Staff Participation Over Time
Volunteer Participation Over Time
Board Member Participation Over Time
Word Clouds are a great way to visualize data given to us by language. Remember how ya’ll had to fill in “Three words to describe how you felt” on the google form every week? We turned those into a huge list, and counted up how many times each word was repeated. We put the list of words and how often they were repeated into a “Word cloud generator”, which then makes a picture like the ones below. The more times a word was repeated, the larger the word is represented in the word cloud. Words with fewer “votes”, if you will, appear smaller, while words people wrote down more frequently are larger.
Personally, I’m loving that the word interested is the largest word for all three of the clouds! We’ve got other words in here like nervous, uncomfortable, and shocked, which aren’t necessarily negative things. It’s okay to be uncomfortable when talking about racism– if no one was uncomfortable, we’d have solved for it already. Words like disappointed can mean a lot of you were disappointed in the training itself, disappointed in the systems that are disproportionately unfair to people of color, or something else. However, when combined with the context of long form answers that were provided, I can reassure you that the overwhelming majority were indeed “disappointed” by society at large.
One of the best reasons to show a Word Cloud of the volunteer responses separately, is that ya’ll don’t often get a chance to collaborate with each other on these subjects in person, as a group, unlike your staff counterparts. This is a great way to visualize sentiments on racism and the 21 Week Challenge that your fellow volunteers hold, and see which feelings are strongest on the subject. Three cheers for interested, empowered, and curious being the biggest words!

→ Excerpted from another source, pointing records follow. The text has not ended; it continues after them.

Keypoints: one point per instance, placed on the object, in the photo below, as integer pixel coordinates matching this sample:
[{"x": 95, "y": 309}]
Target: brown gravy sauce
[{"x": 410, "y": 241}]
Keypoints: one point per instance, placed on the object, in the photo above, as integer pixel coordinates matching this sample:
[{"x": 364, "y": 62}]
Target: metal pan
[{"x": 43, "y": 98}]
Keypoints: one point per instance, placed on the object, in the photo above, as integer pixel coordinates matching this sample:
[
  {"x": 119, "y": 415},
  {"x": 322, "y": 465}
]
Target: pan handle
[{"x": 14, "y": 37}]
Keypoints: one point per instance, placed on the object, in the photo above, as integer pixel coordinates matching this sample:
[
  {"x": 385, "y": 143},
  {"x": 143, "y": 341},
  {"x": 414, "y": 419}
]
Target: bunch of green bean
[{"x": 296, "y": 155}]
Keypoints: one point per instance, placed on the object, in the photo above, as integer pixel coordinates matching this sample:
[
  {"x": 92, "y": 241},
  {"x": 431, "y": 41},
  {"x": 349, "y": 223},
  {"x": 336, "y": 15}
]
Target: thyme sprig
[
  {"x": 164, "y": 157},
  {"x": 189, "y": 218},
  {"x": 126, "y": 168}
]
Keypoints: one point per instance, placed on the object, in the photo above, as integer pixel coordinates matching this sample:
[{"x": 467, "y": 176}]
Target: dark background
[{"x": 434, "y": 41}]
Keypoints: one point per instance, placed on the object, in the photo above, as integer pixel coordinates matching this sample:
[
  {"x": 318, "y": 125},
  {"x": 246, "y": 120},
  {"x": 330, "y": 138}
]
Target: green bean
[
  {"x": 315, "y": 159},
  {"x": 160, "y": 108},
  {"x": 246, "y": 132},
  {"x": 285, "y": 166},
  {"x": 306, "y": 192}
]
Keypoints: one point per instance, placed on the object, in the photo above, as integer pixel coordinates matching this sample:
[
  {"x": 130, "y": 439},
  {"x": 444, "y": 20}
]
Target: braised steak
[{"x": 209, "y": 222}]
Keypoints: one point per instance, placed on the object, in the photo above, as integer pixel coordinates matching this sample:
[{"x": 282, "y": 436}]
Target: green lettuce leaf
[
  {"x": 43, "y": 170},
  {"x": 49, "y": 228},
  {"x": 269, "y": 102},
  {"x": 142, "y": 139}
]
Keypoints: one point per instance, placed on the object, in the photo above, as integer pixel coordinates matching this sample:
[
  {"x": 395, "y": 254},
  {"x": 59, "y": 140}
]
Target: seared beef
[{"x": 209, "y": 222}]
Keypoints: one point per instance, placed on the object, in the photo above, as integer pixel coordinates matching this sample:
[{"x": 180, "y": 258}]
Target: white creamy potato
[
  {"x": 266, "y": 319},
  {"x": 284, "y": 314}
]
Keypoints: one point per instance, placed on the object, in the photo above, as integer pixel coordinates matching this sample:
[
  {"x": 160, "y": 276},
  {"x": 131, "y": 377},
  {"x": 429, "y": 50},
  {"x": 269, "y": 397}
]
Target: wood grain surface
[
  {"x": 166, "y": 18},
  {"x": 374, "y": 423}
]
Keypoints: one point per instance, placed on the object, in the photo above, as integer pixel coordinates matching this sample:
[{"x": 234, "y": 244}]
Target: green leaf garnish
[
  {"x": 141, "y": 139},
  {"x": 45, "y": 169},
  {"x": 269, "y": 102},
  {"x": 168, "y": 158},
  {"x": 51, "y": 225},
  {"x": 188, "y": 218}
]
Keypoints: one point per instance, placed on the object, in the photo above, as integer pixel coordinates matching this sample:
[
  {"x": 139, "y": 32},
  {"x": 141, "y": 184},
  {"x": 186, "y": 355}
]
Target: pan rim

There aren’t nearly as many board members as there are staff and volunteers, so this cloud is a little less… cluttered. The most critical words in this cloud are sentiments like conflicted, provoked, and judged, as opposed to the other clouds that saw staff and volunteers noting things like waste-of-time, infantilizing, and this-is-stupid. This tells me that the board is, well, on board, for the bigger picture, and are more open to the processes however they appear, while staff and volunteers are more particular about the processes being chosen for them to participate in.